Evaluation summaries are written to eval/ alongside per-task JSON metrics.

Test-time memorization toggles

Every evaluator supports TITAN-style memorization so you can reproduce test-time adaptation:

uv run python scripts/eval/zeroshot.py \
  ... \
  --memorize \
  --memorize-steps 2 \
  --memorize-use-correct-answer \
  --memorize-no-reset  # optional: retain updates across samples
  --memorize-paths titan,cms_fast \
  --memorize-surprise-threshold 0.01

--memorize turns on the learner with one LMS step per example by default.
--memorize-steps controls the number of adaptation passes per prompt.
--memorize-use-correct-answer injects ground-truth text during memorization for ablations.
--memorize-no-reset carries memories across samples; omit it to reset every question.
--memorize-paths restricts which levels receive teach-signal updates (titan, cms_fast, or all).
--memorize-surprise-threshold gates updates on average teach-signal norm, matching the paper’s surprise trigger.

Memorization metrics (baseline vs adaptive) are emitted alongside task accuracy for easy comparisons.

Releases

Before tagging or announcing a new checkpoint, work through docs/release_checklist.md so the bundle includes manifest validation reports, tokenizer coverage JSON, zero-shot/NIAH/continual/passkey/PG-19 eval outputs, forgetting plots, and filled checkpoint reports.

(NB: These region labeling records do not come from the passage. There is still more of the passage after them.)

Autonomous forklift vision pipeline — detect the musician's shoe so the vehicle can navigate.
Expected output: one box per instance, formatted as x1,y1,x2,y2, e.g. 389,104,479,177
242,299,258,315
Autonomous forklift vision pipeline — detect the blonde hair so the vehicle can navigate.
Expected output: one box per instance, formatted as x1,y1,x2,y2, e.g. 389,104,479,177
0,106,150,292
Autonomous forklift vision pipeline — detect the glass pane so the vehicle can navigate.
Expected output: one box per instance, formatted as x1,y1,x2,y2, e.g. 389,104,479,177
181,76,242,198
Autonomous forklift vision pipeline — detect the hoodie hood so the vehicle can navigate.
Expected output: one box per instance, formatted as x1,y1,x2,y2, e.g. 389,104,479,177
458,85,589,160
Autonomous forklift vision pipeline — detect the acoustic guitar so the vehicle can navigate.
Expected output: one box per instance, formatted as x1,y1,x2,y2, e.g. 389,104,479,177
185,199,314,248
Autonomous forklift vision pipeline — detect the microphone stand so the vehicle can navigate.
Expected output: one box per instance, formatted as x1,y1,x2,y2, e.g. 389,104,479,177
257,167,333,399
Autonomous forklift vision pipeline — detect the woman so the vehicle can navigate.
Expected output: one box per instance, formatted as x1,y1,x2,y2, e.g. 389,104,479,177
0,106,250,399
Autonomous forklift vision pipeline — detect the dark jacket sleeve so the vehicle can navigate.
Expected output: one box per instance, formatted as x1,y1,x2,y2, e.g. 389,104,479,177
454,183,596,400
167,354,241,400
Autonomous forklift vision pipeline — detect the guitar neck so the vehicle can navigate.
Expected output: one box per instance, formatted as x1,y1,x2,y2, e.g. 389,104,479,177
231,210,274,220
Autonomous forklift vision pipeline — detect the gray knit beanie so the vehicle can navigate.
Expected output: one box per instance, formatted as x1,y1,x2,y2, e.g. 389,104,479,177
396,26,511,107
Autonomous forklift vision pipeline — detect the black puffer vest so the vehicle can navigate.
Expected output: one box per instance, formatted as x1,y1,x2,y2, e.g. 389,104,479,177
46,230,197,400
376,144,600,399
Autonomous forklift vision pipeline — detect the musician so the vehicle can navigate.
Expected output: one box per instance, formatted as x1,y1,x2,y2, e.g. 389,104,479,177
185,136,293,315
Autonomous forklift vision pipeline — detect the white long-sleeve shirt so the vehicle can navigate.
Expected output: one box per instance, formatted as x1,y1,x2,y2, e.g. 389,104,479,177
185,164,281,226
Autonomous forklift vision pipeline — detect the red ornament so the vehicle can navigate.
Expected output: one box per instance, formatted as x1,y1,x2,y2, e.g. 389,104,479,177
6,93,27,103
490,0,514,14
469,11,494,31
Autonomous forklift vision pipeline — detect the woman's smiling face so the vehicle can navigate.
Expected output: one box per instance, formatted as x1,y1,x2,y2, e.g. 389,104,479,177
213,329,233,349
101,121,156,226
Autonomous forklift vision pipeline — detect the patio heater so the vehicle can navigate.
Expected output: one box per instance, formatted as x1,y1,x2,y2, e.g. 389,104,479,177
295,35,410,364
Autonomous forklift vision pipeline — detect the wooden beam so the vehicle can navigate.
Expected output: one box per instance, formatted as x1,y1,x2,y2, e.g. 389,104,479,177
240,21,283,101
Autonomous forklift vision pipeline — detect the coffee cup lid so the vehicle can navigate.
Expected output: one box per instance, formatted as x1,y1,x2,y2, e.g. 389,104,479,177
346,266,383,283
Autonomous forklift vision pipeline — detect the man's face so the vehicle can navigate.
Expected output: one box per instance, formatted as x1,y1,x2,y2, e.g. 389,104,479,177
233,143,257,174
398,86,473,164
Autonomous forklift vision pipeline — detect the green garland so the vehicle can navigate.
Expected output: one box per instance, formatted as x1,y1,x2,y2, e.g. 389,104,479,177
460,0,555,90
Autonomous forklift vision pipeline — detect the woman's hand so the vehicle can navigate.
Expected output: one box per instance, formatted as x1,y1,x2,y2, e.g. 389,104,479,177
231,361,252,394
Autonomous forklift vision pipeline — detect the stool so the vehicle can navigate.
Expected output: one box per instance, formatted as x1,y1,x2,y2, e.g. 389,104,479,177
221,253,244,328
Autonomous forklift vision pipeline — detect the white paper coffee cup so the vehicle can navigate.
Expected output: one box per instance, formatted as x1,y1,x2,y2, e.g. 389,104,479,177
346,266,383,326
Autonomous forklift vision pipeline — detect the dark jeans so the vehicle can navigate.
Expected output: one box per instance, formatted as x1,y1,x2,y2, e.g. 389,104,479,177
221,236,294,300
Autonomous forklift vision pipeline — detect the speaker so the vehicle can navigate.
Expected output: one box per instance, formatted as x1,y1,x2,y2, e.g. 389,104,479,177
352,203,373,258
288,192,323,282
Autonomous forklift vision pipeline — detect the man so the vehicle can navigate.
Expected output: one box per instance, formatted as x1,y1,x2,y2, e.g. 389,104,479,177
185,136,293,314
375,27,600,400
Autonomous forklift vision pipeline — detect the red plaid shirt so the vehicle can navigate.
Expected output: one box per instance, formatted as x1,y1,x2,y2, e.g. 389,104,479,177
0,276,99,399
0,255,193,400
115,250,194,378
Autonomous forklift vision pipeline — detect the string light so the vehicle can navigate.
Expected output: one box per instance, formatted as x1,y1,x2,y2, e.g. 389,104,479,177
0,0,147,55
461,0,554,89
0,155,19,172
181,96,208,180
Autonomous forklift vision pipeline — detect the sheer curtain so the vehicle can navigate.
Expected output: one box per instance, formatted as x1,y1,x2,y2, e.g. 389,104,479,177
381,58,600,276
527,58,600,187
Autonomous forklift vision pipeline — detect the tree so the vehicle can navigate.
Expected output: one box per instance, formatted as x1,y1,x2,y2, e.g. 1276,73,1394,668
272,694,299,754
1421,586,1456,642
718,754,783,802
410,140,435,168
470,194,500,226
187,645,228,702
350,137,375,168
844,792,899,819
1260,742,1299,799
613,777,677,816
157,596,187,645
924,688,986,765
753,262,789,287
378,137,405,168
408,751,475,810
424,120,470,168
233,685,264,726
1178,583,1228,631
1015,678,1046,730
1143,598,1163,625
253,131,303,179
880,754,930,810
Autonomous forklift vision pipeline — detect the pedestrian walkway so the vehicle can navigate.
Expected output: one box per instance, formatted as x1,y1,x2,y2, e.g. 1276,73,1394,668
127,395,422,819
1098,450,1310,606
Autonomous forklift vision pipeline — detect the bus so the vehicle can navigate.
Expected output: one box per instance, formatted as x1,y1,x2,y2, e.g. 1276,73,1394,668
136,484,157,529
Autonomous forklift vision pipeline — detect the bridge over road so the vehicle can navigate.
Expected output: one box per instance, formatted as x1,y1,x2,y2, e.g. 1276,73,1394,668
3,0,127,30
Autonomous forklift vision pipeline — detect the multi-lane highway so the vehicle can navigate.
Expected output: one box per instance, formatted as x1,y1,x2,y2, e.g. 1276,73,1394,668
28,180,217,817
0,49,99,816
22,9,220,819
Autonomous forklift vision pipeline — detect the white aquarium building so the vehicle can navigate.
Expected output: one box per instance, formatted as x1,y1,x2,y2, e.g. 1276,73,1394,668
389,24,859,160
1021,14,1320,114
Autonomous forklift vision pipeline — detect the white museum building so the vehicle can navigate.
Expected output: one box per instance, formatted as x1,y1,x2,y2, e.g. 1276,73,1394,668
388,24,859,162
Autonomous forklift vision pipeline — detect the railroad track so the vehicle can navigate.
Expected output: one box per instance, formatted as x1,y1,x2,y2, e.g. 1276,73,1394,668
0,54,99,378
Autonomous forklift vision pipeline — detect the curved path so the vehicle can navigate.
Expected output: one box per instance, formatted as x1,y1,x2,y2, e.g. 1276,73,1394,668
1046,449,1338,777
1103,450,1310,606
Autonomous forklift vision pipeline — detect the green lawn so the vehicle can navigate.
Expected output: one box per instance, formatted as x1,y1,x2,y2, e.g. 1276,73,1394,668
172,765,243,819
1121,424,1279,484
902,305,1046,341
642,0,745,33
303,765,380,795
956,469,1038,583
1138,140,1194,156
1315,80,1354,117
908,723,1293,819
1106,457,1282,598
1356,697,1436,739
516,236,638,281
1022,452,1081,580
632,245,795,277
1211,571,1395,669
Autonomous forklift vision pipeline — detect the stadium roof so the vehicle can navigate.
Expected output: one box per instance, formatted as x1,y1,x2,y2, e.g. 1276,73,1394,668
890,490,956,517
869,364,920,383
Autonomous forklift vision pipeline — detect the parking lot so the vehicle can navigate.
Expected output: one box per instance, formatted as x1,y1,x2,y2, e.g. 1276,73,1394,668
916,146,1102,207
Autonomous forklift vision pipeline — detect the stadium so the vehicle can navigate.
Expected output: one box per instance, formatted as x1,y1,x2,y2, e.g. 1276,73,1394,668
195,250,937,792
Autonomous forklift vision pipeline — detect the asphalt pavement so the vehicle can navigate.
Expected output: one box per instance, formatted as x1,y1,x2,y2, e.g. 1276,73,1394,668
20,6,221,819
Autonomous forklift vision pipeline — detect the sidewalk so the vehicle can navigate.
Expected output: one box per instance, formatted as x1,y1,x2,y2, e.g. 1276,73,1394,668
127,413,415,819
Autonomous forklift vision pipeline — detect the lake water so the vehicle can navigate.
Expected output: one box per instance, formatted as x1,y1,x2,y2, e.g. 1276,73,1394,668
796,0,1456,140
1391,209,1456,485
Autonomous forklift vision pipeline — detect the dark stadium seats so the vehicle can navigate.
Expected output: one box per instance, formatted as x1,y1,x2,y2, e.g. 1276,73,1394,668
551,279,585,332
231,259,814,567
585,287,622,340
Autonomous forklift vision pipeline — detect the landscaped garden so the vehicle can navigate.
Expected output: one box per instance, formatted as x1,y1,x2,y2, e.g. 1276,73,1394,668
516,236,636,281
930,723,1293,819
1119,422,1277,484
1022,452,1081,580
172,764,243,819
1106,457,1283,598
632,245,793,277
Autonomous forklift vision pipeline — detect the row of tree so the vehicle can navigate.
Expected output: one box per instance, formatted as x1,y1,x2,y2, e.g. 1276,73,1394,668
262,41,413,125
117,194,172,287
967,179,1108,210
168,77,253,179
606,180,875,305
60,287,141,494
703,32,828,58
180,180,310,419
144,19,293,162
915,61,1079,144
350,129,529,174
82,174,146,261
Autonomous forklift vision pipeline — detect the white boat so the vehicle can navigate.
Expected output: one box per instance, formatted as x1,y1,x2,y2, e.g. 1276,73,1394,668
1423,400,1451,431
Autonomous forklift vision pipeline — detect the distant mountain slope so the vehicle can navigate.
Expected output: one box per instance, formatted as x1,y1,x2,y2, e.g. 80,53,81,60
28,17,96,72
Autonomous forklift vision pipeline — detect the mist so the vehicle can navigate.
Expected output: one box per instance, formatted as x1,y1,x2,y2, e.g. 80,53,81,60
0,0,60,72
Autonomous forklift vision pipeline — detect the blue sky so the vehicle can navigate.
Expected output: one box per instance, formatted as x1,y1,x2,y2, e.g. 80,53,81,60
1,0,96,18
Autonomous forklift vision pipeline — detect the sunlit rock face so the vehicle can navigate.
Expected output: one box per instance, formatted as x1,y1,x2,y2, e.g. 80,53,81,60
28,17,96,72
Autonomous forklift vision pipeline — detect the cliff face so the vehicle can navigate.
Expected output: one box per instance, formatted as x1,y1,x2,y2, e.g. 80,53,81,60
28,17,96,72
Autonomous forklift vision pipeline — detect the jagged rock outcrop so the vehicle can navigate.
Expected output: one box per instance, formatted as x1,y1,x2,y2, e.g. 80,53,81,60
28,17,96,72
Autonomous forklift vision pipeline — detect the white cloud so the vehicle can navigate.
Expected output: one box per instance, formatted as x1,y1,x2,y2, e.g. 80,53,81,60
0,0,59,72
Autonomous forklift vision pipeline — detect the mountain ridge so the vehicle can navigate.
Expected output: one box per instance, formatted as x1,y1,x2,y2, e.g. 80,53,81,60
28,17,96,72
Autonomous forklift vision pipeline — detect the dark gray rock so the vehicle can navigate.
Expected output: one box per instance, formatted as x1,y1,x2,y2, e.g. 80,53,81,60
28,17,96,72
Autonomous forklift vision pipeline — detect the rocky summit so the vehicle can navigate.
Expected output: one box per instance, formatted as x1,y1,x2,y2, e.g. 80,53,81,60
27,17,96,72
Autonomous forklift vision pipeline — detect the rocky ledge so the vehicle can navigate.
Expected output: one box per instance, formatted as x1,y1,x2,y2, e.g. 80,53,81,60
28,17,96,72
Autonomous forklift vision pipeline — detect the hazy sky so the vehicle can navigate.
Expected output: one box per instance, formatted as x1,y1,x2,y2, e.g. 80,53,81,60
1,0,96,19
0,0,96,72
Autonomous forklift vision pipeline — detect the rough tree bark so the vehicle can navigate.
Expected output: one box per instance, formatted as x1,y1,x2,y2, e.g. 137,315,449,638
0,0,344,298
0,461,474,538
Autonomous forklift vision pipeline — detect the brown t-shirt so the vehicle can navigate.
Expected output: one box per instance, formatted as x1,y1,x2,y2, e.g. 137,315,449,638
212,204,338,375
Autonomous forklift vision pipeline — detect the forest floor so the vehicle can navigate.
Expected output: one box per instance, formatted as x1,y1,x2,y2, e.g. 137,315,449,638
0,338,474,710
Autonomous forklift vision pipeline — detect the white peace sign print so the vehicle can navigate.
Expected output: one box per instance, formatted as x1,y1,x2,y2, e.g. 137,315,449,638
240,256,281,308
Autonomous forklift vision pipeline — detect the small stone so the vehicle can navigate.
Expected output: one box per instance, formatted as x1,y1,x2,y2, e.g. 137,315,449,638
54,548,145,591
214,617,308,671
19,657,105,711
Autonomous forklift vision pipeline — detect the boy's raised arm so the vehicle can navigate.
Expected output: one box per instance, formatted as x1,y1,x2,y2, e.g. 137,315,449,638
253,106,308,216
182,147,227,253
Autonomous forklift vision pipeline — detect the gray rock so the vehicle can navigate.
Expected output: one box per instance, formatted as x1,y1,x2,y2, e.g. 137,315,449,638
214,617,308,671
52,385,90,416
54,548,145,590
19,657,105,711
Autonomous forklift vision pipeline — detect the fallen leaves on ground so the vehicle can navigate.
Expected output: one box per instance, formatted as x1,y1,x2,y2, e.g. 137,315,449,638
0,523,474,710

Performance & optimizer options

Mixed precision: enable bf16 autocast via train.mixed_precision.enabled=true train.mixed_precision.dtype=bf16 (already enabled in pilot/mid/target configs).
torch.compile: accelerate attention/core loops by toggling train.compile.enable=true train.compile.mode=max-autotune; failure falls back to eager unless train.compile.strict=true.
Muon hybrid (default): all HOPE configs now set optim.type=muon, routing ≥2D tensors through PyTorch 2.9's Muon optimizer while embeddings/norms stay on AdamW. Training logs emit optim.muon_param_elems / optim.adamw_param_elems so you can confirm the split.
Fused AdamW fallback: override with optim.type=adamw optim.fused=auto if Muon is unavailable or if you want to compare against the AdamW ablation in reports/ablations.md.
Surprise gating: set model.surprise_threshold=<float> to gate all inner updates on the average teach-signal norm (mirrors the paper’s “surprise” trigger). Evaluation CLIs expose --memorize-surprise-threshold for ad-hoc gating.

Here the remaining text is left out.